So this is how it all went down: I was at the grocery store with all three girls. It was nearing 7 o'clock. You know what 7 o'clock is, right? Bedtime for Evie. When she's not sleeping by then, she crashes, and she crashes hard.
By just after 7 p.m., Evie was refusing to sit in the cart, so I was holding her in one arm and pushing the cart with the other. We were in the check-out line, we were all holding it together, we were just about to pay and get the heck out of there.

Then the conveyor belt holding the next shopper's groceries began moving forward. And Evie noticed what he was buying: a giant stack of king-size candy bars. That's right--a monster pile of Kit-Kats, Twix, Reese's and more, right there on the counter next to us.

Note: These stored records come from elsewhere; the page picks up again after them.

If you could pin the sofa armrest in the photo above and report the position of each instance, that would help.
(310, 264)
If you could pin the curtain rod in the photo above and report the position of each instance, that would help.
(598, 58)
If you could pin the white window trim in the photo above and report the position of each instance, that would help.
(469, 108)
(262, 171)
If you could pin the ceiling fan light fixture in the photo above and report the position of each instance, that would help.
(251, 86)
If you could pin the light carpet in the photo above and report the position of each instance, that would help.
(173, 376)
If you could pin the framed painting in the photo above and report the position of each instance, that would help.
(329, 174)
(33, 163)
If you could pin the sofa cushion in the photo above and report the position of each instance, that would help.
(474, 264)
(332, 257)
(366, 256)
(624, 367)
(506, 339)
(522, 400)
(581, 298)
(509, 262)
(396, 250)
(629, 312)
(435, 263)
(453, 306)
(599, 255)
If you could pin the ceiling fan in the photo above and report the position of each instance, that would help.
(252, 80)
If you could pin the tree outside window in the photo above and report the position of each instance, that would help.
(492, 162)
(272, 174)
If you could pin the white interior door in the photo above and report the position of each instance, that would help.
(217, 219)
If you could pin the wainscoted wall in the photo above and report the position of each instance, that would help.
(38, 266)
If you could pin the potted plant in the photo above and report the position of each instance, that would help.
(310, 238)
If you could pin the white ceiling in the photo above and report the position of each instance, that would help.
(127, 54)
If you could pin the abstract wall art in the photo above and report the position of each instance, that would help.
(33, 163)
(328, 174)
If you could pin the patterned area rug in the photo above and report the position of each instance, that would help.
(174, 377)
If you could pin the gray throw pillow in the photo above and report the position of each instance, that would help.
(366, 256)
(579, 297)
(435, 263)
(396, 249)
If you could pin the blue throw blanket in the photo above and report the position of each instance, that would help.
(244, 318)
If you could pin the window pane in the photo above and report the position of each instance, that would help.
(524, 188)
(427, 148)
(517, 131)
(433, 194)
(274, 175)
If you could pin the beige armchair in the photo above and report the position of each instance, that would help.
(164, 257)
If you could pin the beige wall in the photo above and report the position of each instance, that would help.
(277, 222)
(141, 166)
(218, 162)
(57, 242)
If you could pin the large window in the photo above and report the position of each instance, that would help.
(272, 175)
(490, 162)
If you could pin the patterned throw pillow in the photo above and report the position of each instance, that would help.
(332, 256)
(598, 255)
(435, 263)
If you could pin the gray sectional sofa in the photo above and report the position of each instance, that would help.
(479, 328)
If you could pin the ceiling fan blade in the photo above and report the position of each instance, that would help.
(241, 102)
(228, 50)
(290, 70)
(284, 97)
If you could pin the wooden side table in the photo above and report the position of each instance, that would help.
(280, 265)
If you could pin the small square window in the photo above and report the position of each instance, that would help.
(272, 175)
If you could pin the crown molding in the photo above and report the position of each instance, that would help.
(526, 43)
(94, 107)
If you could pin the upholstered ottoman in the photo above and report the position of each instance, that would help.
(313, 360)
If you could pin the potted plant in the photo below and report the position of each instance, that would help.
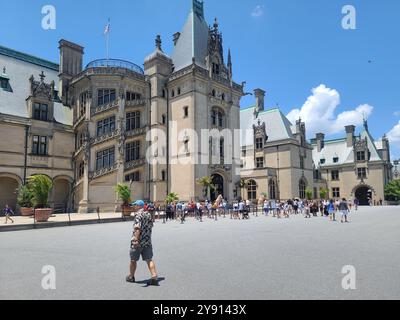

I don't really know how she knew that it was candy. I don't feed my baby candy bars every day, I promise. I'm not sure I've ever given her a candy bar, actually. But somehow, the sensor inside her brain that tracks the location of all junk food within reaching distance went off, and she began pointing at the candy bars.
I swiped my credit card hurriedly.
"Eeeh! Eeeh! Eeeh!" Now the urgent I-want-it-now noises began to accompany the pointing.
I shifted her onto my other hip so I could sign the receipt.
She pointed and grunted again, and still, incredibly, I did not pick up the stack of candy bars and give them to her.
She pointed yet again and made one more urgent "I want candy bars in my mouth now and they are not in my mouth now" squeal.
I still failed to comply.
And that's when she lost it. She lunged for the candy bars, trying to throw herself off my hip and onto the counter. When I restrained her, she screamed at the top of her lungs. And kept screaming.
The checker and the candy-bar-purchaser both looked at us as though I'd brought a venomous snake into the store. The formerly cute baby in my arms had suddenly morphed into a red-faced, furious monster. Kind of like
Jack-Jack at the end of "
The Incredibles.""Umm...I think she sees those candy bars that you're getting there. Kids like candy, ha-ha-ha," I said, trying to play it off all cool.
The clerk handed me my receipt. "Have a good night," he said.
"Yep, I sure will," I said.
And then I took my screaming monster and my two mercifully well-behaved older girls and got out of that store as quickly as a mom pushing a cart one-handed can go.